With the effort being launched under the strapline of 'fewer planes, same ambitions', 34 aircraft is the number defined in the country's strategic defence doctrine as that being required to have six on permanent standby for operations and two on quick reaction alert (QRA) duties over Belgium, the Netherlands, and Luxembourg (BENELUX).
"There are fewer planes needed than before because the new generation of aircraft can fly more and because there may be more training on simulators," the minister said, although it should be noted that the Belgian Ministry of Defence has previously said that a minimum of 40 new combat aircraft is deemed necessary. However, funding limitations will restrict the procurement to just 34.
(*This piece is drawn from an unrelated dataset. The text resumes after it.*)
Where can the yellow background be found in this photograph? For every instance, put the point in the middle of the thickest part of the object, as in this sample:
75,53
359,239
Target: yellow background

The BAC's current 44 single-seat F-16AM and 10 twin-seat F-16BM aircraft will need replacing in the 2023-28 timeframe, and RFPs have been issued to the French Direction Générale de l'Armement (DGA) for the Dassault Rafale; the Swedish Defence Material Administration (FMV) for the Saab Gripen E; the Joint Program Office (JPO) for the Lockheed Martin F-35A Lightning II Joint Strike Fighter (JSF); the UK Ministry of Defence for the Eurofighter Typhoon; and to the US Navy Program Manager Air (PMA) 265 for the Boeing F/A-18E/F Super Hornet.
According to the Belgian government, the specifics of the RFP will be publically released once all of the responses have been received. A decision on which platform to select will be made in 2018.